Data analysis

INSaFLU relies on a multi-software bioinformatics pipeline that will be under continuous development and improvement not only to enrich it with new features, but also to continuously shape the protocol to the best methodological advances in the field.

The current software settings, which were chosen upon intensive testing, are described below. For additional details about the bioinformatics pipeline, please visit the INSaFLU github account: https://github.com/INSaFLU/INSaFLU (more information for each software can also be found in the official repositories; links are also provided below).

The bioinformatics pipeline developed and implemented in the INSaFLU web platform currently consists of 6 core steps (see WorkFlow) yielding multiple graphical, and sequence outputs (see Output visualization and download menu for details)

_images/workflow.png

INSaFLU bioinformatics pipeline workflow

Bioinformatics pipeline

Modules (Description, Current software versions and settings)

Read quality analysis and improvement

Description

This step takes the input single- or paired-end reads (fastq.gz format) and produces Trimmomatic-derived quality processed reads, as well as FastQC quality control reports for each file, before and after quality improvement.

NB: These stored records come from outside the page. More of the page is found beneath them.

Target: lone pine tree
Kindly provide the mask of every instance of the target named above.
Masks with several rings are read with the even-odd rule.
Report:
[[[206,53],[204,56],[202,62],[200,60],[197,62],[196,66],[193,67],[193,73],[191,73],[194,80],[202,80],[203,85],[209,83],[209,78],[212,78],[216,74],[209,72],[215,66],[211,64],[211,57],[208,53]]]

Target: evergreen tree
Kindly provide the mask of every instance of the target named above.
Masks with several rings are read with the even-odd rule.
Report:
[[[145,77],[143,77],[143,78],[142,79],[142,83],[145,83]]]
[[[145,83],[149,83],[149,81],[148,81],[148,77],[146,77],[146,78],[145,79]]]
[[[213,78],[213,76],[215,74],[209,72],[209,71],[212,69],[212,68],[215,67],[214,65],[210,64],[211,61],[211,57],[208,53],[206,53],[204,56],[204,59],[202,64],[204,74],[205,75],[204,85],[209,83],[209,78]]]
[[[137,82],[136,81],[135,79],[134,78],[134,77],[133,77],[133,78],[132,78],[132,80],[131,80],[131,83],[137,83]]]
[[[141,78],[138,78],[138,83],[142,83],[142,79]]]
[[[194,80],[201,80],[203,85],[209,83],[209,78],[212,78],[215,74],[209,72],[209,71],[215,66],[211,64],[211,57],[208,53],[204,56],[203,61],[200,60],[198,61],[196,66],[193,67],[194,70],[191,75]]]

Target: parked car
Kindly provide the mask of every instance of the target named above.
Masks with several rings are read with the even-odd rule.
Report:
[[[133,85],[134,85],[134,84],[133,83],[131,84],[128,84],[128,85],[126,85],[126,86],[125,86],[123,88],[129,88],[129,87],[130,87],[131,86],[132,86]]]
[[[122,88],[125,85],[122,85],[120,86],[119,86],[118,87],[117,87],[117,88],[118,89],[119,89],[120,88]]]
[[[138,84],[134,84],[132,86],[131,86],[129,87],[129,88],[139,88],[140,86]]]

This module is automatically run upon reads upload (i.e., no user intervention is needed).

Software version/settings

Note

FastQC (https://www.bioinformatics.babraham.ac.uk/projects/fastqc/) (version 0.11.5; date 15.01.2018)

input: single- or paired-end reads (fastq.gz format) (e.g., sample_L001_R1_001.fastq.gz and sample_L001_R2_001.fastq.gz for Illumina technology reads)

—nogroup option: all reports will show data for every base in the read.

Trimmomatic (http://www.usadellab.org/cms/index.php?page=trimmomatic) (version 0.27; date 15.01.2018)

input: single- or paired-end reads (fastq.gz format) (e.g., sample_L001_R1_001.fastq.gz and sample_L001_R2_001.fastq.gz for Illumina paired-end reads)

SLIDINGWINDOW: perform a sliding window trimming, cutting once the average quality within the window falls below a threshold (SLIDINGWINDOW:5:20, where 5 refers to window and 20 to the minimum average quality)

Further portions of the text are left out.